本田由紀、内藤朝雄、後藤和智「ニートって言うな」

ブームが去って定着してしまった「ニート」という言葉。2000年代半ばの「ニート」言説の大流行を3人が自分なりの問題点を明確にするという本。3人の接点が(もちろん、お互いの著作やインターネット上の発言は知っているはずだが)本田由紀のはてなのコメント欄だというのが面白い。


英国ではマイノリティが社会から排除される問題として 「16歳から18歳の(失業者も含む)学生でもなく働いていない人たち」を分類するためにNEET(Not in  Education, Employment, or Training)という単語が出来たのに対して、日本では労働省が定義を拡張しており「16歳から35歳の学生以外の無業者で求職行動を取っていない人」 であるが失業者を含まない集団、となる。

三人から見た「ニート」の問題は、

  • 働く意欲があり、今は(体をこわしたりして)求職活動を取っていない人は含むが、フリーターや求職中失業者は含まないことである。この3つのグループは労働意欲はあるという点では一群として扱うべきもの。

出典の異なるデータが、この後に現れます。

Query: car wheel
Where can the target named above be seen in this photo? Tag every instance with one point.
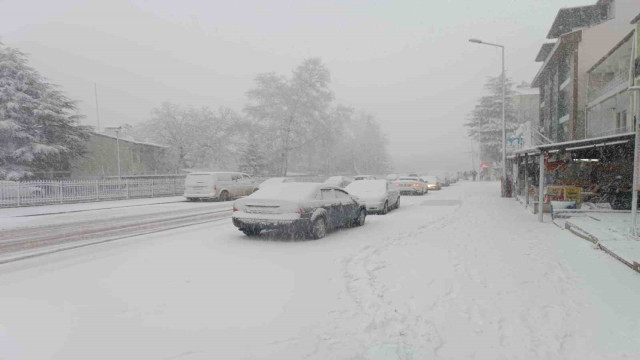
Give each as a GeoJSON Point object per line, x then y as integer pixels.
{"type": "Point", "coordinates": [362, 215]}
{"type": "Point", "coordinates": [251, 231]}
{"type": "Point", "coordinates": [319, 228]}
{"type": "Point", "coordinates": [385, 208]}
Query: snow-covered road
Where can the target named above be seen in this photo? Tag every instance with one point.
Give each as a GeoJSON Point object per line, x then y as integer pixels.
{"type": "Point", "coordinates": [459, 273]}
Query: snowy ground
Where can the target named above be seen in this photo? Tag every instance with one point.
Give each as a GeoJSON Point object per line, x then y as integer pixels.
{"type": "Point", "coordinates": [459, 273]}
{"type": "Point", "coordinates": [612, 231]}
{"type": "Point", "coordinates": [11, 218]}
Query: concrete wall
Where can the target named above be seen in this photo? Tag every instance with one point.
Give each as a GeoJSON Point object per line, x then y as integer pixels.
{"type": "Point", "coordinates": [598, 40]}
{"type": "Point", "coordinates": [135, 159]}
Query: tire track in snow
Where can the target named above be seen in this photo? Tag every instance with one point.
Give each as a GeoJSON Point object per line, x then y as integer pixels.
{"type": "Point", "coordinates": [381, 325]}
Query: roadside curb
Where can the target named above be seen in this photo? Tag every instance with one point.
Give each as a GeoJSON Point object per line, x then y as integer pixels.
{"type": "Point", "coordinates": [581, 233]}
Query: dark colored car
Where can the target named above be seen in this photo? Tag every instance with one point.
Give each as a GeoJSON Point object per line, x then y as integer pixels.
{"type": "Point", "coordinates": [308, 208]}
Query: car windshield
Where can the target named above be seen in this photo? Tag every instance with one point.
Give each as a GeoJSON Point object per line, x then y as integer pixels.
{"type": "Point", "coordinates": [367, 187]}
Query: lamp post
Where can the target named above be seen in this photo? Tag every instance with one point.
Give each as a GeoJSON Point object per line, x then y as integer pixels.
{"type": "Point", "coordinates": [117, 130]}
{"type": "Point", "coordinates": [504, 121]}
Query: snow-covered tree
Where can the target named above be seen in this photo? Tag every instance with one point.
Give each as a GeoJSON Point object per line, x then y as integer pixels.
{"type": "Point", "coordinates": [252, 160]}
{"type": "Point", "coordinates": [197, 137]}
{"type": "Point", "coordinates": [39, 130]}
{"type": "Point", "coordinates": [291, 108]}
{"type": "Point", "coordinates": [485, 121]}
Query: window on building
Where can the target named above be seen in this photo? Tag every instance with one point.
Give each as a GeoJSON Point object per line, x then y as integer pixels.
{"type": "Point", "coordinates": [621, 120]}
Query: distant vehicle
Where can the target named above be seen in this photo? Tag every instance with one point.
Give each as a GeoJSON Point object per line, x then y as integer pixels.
{"type": "Point", "coordinates": [308, 208]}
{"type": "Point", "coordinates": [433, 183]}
{"type": "Point", "coordinates": [411, 185]}
{"type": "Point", "coordinates": [272, 181]}
{"type": "Point", "coordinates": [14, 189]}
{"type": "Point", "coordinates": [338, 181]}
{"type": "Point", "coordinates": [221, 186]}
{"type": "Point", "coordinates": [363, 177]}
{"type": "Point", "coordinates": [378, 196]}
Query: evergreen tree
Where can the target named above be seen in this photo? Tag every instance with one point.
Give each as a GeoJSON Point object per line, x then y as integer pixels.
{"type": "Point", "coordinates": [485, 121]}
{"type": "Point", "coordinates": [39, 129]}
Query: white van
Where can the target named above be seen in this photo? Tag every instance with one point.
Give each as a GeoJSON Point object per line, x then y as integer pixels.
{"type": "Point", "coordinates": [222, 186]}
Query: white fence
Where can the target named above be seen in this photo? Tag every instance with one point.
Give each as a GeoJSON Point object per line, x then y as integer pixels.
{"type": "Point", "coordinates": [28, 193]}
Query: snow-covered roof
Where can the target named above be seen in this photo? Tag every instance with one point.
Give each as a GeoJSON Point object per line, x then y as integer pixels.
{"type": "Point", "coordinates": [568, 19]}
{"type": "Point", "coordinates": [602, 140]}
{"type": "Point", "coordinates": [544, 51]}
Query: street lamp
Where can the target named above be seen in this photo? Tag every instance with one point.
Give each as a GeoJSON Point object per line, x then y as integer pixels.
{"type": "Point", "coordinates": [504, 121]}
{"type": "Point", "coordinates": [117, 130]}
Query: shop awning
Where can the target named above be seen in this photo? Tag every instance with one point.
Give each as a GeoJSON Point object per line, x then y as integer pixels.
{"type": "Point", "coordinates": [579, 144]}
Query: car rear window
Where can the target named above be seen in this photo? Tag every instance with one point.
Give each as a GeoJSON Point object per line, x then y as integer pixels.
{"type": "Point", "coordinates": [287, 192]}
{"type": "Point", "coordinates": [198, 178]}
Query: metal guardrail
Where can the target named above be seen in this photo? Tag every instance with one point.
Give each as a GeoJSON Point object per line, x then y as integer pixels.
{"type": "Point", "coordinates": [29, 193]}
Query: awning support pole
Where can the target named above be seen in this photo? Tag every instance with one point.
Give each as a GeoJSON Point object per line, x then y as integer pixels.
{"type": "Point", "coordinates": [541, 189]}
{"type": "Point", "coordinates": [526, 180]}
{"type": "Point", "coordinates": [634, 197]}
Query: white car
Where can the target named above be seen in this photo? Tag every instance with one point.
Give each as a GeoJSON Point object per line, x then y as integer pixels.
{"type": "Point", "coordinates": [11, 189]}
{"type": "Point", "coordinates": [221, 186]}
{"type": "Point", "coordinates": [308, 208]}
{"type": "Point", "coordinates": [378, 196]}
{"type": "Point", "coordinates": [411, 185]}
{"type": "Point", "coordinates": [433, 182]}
{"type": "Point", "coordinates": [363, 177]}
{"type": "Point", "coordinates": [338, 181]}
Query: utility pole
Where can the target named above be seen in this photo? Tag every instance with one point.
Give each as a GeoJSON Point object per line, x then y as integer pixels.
{"type": "Point", "coordinates": [95, 92]}
{"type": "Point", "coordinates": [503, 182]}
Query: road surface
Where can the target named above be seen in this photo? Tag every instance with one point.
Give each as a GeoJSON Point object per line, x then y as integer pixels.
{"type": "Point", "coordinates": [456, 274]}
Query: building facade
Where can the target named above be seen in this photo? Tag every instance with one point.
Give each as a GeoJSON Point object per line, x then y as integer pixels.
{"type": "Point", "coordinates": [583, 36]}
{"type": "Point", "coordinates": [136, 157]}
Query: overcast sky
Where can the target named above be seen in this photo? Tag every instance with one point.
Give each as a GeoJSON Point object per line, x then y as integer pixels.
{"type": "Point", "coordinates": [407, 62]}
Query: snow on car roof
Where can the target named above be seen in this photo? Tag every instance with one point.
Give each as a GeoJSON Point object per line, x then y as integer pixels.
{"type": "Point", "coordinates": [366, 186]}
{"type": "Point", "coordinates": [287, 191]}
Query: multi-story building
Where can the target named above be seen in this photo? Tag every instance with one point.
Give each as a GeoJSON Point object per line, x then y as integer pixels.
{"type": "Point", "coordinates": [584, 35]}
{"type": "Point", "coordinates": [526, 104]}
{"type": "Point", "coordinates": [135, 157]}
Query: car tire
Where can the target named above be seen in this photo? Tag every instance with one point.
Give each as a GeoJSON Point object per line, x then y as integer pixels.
{"type": "Point", "coordinates": [385, 208]}
{"type": "Point", "coordinates": [318, 228]}
{"type": "Point", "coordinates": [362, 215]}
{"type": "Point", "coordinates": [251, 231]}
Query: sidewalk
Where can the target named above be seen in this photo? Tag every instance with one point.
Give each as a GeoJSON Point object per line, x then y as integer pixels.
{"type": "Point", "coordinates": [609, 231]}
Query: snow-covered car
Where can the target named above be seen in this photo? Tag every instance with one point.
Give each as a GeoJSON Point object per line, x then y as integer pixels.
{"type": "Point", "coordinates": [221, 186]}
{"type": "Point", "coordinates": [377, 195]}
{"type": "Point", "coordinates": [338, 181]}
{"type": "Point", "coordinates": [272, 181]}
{"type": "Point", "coordinates": [309, 208]}
{"type": "Point", "coordinates": [14, 189]}
{"type": "Point", "coordinates": [411, 185]}
{"type": "Point", "coordinates": [433, 183]}
{"type": "Point", "coordinates": [363, 177]}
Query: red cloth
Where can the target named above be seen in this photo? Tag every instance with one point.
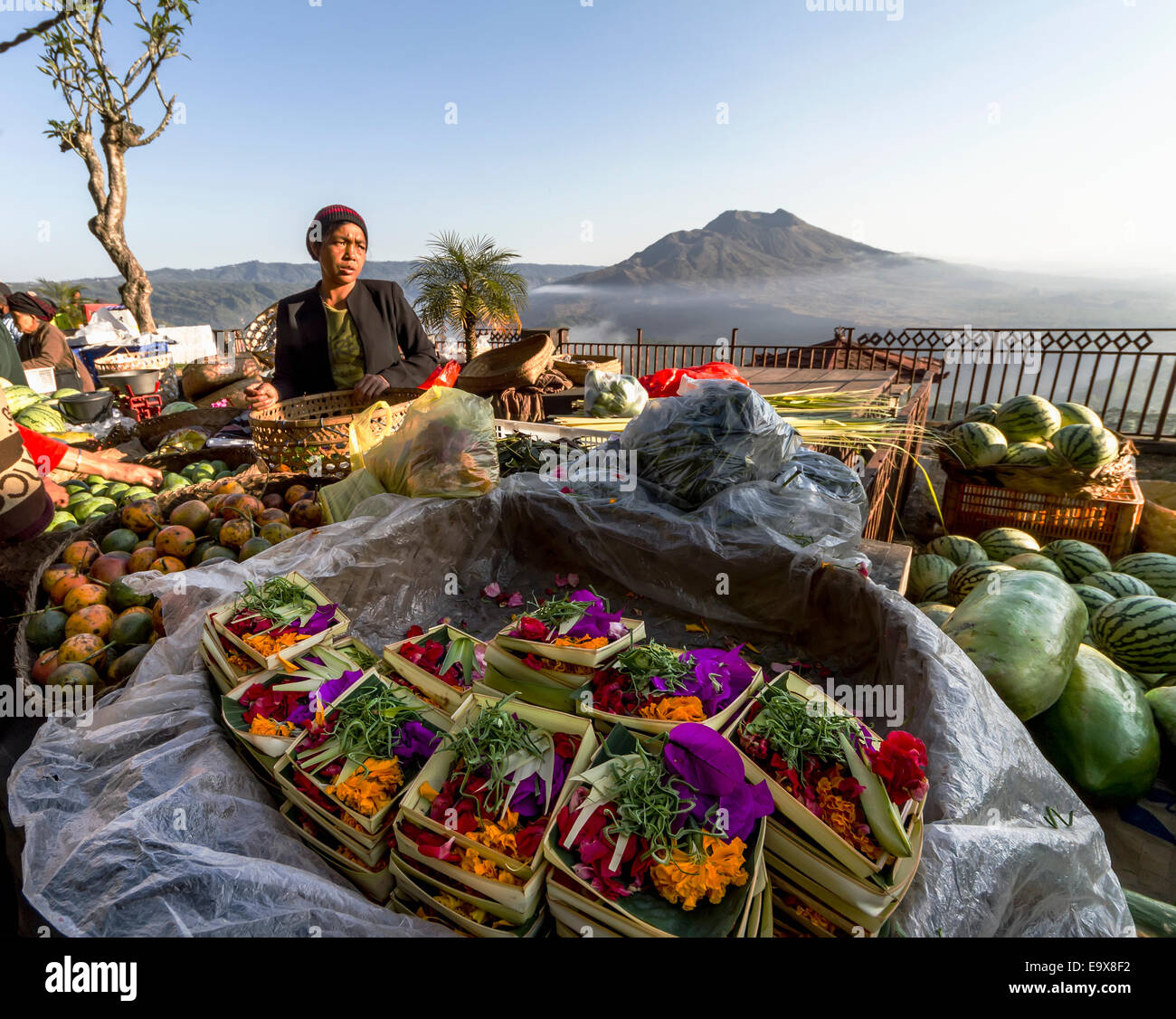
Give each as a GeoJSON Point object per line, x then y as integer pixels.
{"type": "Point", "coordinates": [40, 446]}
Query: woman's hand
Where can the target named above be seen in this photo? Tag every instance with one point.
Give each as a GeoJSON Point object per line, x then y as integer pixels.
{"type": "Point", "coordinates": [260, 395]}
{"type": "Point", "coordinates": [372, 386]}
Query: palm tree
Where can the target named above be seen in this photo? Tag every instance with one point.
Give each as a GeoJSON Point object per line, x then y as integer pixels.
{"type": "Point", "coordinates": [467, 284]}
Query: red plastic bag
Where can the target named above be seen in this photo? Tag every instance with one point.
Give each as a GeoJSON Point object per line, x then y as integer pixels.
{"type": "Point", "coordinates": [442, 376]}
{"type": "Point", "coordinates": [666, 381]}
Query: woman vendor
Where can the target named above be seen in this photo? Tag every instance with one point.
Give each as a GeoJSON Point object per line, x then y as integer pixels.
{"type": "Point", "coordinates": [43, 345]}
{"type": "Point", "coordinates": [345, 333]}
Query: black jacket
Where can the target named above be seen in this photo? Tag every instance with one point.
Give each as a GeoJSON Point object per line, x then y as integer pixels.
{"type": "Point", "coordinates": [394, 341]}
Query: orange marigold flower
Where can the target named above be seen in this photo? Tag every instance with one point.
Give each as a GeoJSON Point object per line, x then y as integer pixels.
{"type": "Point", "coordinates": [675, 709]}
{"type": "Point", "coordinates": [689, 879]}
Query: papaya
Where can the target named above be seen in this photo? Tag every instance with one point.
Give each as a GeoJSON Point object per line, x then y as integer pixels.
{"type": "Point", "coordinates": [1100, 733]}
{"type": "Point", "coordinates": [1022, 632]}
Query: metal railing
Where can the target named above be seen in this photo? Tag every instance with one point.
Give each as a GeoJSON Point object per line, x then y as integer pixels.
{"type": "Point", "coordinates": [1127, 376]}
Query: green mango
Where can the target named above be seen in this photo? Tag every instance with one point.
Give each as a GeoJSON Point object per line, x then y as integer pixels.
{"type": "Point", "coordinates": [1100, 733]}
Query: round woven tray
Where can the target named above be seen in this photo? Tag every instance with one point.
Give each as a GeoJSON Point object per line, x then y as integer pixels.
{"type": "Point", "coordinates": [52, 546]}
{"type": "Point", "coordinates": [508, 367]}
{"type": "Point", "coordinates": [577, 371]}
{"type": "Point", "coordinates": [312, 433]}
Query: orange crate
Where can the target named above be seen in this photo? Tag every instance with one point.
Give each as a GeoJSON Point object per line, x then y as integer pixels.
{"type": "Point", "coordinates": [1108, 524]}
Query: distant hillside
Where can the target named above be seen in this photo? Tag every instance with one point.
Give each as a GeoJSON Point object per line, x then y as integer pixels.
{"type": "Point", "coordinates": [231, 297]}
{"type": "Point", "coordinates": [740, 246]}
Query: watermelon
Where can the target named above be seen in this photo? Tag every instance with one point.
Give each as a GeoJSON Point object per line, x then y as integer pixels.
{"type": "Point", "coordinates": [1137, 632]}
{"type": "Point", "coordinates": [986, 414]}
{"type": "Point", "coordinates": [925, 571]}
{"type": "Point", "coordinates": [956, 548]}
{"type": "Point", "coordinates": [22, 396]}
{"type": "Point", "coordinates": [1162, 700]}
{"type": "Point", "coordinates": [42, 419]}
{"type": "Point", "coordinates": [937, 592]}
{"type": "Point", "coordinates": [1028, 419]}
{"type": "Point", "coordinates": [1157, 569]}
{"type": "Point", "coordinates": [1077, 414]}
{"type": "Point", "coordinates": [1076, 559]}
{"type": "Point", "coordinates": [1027, 454]}
{"type": "Point", "coordinates": [1001, 543]}
{"type": "Point", "coordinates": [1034, 560]}
{"type": "Point", "coordinates": [1094, 598]}
{"type": "Point", "coordinates": [1100, 733]}
{"type": "Point", "coordinates": [936, 611]}
{"type": "Point", "coordinates": [1023, 635]}
{"type": "Point", "coordinates": [977, 445]}
{"type": "Point", "coordinates": [1118, 585]}
{"type": "Point", "coordinates": [1083, 447]}
{"type": "Point", "coordinates": [967, 576]}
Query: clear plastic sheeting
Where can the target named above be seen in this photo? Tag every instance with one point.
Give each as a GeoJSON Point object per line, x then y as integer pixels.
{"type": "Point", "coordinates": [105, 853]}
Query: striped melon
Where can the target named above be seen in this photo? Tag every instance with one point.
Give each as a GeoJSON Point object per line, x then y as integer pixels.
{"type": "Point", "coordinates": [1094, 598]}
{"type": "Point", "coordinates": [1027, 454]}
{"type": "Point", "coordinates": [1077, 559]}
{"type": "Point", "coordinates": [971, 576]}
{"type": "Point", "coordinates": [936, 611]}
{"type": "Point", "coordinates": [1137, 633]}
{"type": "Point", "coordinates": [986, 414]}
{"type": "Point", "coordinates": [937, 592]}
{"type": "Point", "coordinates": [1001, 543]}
{"type": "Point", "coordinates": [1077, 414]}
{"type": "Point", "coordinates": [42, 419]}
{"type": "Point", "coordinates": [1083, 447]}
{"type": "Point", "coordinates": [1120, 585]}
{"type": "Point", "coordinates": [1028, 419]}
{"type": "Point", "coordinates": [1153, 568]}
{"type": "Point", "coordinates": [925, 571]}
{"type": "Point", "coordinates": [977, 445]}
{"type": "Point", "coordinates": [1034, 560]}
{"type": "Point", "coordinates": [957, 548]}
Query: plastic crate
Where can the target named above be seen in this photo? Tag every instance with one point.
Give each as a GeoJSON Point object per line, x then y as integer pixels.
{"type": "Point", "coordinates": [1108, 524]}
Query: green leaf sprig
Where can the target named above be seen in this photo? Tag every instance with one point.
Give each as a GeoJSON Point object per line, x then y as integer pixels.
{"type": "Point", "coordinates": [796, 733]}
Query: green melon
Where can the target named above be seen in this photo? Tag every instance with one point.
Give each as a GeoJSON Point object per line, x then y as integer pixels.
{"type": "Point", "coordinates": [936, 611]}
{"type": "Point", "coordinates": [1023, 635]}
{"type": "Point", "coordinates": [1157, 569]}
{"type": "Point", "coordinates": [1076, 559]}
{"type": "Point", "coordinates": [957, 548]}
{"type": "Point", "coordinates": [968, 576]}
{"type": "Point", "coordinates": [1083, 447]}
{"type": "Point", "coordinates": [1100, 733]}
{"type": "Point", "coordinates": [1077, 414]}
{"type": "Point", "coordinates": [984, 414]}
{"type": "Point", "coordinates": [1028, 419]}
{"type": "Point", "coordinates": [1034, 560]}
{"type": "Point", "coordinates": [1002, 543]}
{"type": "Point", "coordinates": [925, 571]}
{"type": "Point", "coordinates": [976, 443]}
{"type": "Point", "coordinates": [1137, 633]}
{"type": "Point", "coordinates": [1027, 454]}
{"type": "Point", "coordinates": [1120, 585]}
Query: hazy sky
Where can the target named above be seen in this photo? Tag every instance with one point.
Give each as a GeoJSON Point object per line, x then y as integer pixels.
{"type": "Point", "coordinates": [1030, 133]}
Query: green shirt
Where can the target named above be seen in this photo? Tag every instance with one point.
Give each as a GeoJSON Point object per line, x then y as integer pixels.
{"type": "Point", "coordinates": [347, 365]}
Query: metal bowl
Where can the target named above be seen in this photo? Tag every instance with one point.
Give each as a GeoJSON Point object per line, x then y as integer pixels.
{"type": "Point", "coordinates": [140, 384]}
{"type": "Point", "coordinates": [86, 406]}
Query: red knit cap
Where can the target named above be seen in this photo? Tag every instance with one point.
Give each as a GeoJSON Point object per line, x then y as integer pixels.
{"type": "Point", "coordinates": [327, 219]}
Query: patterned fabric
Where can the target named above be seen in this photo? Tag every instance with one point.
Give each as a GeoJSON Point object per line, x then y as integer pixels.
{"type": "Point", "coordinates": [346, 351]}
{"type": "Point", "coordinates": [24, 506]}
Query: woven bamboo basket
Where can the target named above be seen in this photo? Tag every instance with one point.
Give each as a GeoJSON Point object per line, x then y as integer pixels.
{"type": "Point", "coordinates": [54, 545]}
{"type": "Point", "coordinates": [508, 367]}
{"type": "Point", "coordinates": [313, 432]}
{"type": "Point", "coordinates": [577, 369]}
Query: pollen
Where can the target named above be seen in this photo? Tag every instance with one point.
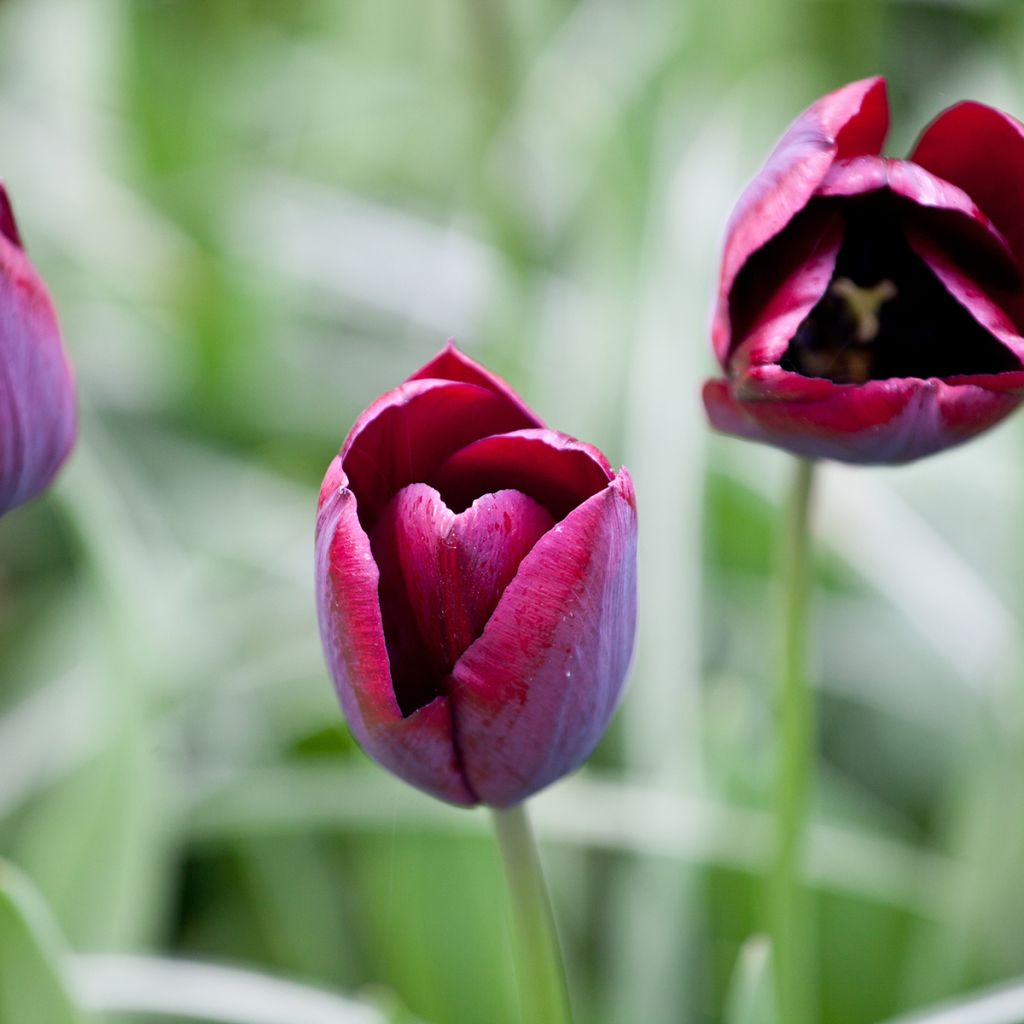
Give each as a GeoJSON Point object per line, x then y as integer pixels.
{"type": "Point", "coordinates": [864, 304]}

この不安定な群にいるのは雇用の仕組みの問題なのである。
  • また「ニート」が働く意欲のない「犯罪親和層」「ひきこもり」など専門の対応が必要な群と雇用訓練が必要な群、失業している群など、必要な対策が異なるにもかかわらず「ニート利権」(田中秀臣のいう「若者食い物利権」)の下に大規模な予算で「対策」を打つのは誤りではないか、ということも別の問題である。
  • そもそもの問題として、新卒採用されなければ安定した雇用がないという日本の採用体制にはじかれた若年失業層は不安定雇用から安定雇用へ移行できない社会の構造を改善しなければならないのである。
  • 「ニート」に関する俗流言説は、「ひきこもりが増えた」など「情けない若者」言説、「少年犯罪が増えた」など「凶悪化した若者」言説の2つの流れに沿って、「ゲームのやりすぎ」「外遊びをしない」などの「いいがかり資源」を燃料にしてどのようにでも応用できる構造になっている。
  • 失業問題である若年非就業問題を「個人の努力が足りない」「親の育て方の問題」という個人の問題として回収することに手を貸す概念となっている。さらにメディアによっては「困った若者」という捉え方を強調している。

など。

3人の著者の提言はそれぞれに方向性が違っているのだが、それについて本田由紀は「それは問題ではな」く、「多様な意見と知恵を結集して練り上げられていくべきもの」としている。
2009年末の民主党の雇用対策の中では、というか現状の企業の採用はまだ「新卒重視」の流れは変わっておらずこの方向を転換していくことは日本の社会全体・企業にとっては重い課題だ、ということだろう。その前にリフレ政策によって経済成長を実現しないと採用数が減少するばかりであるというのが一番の問題だが。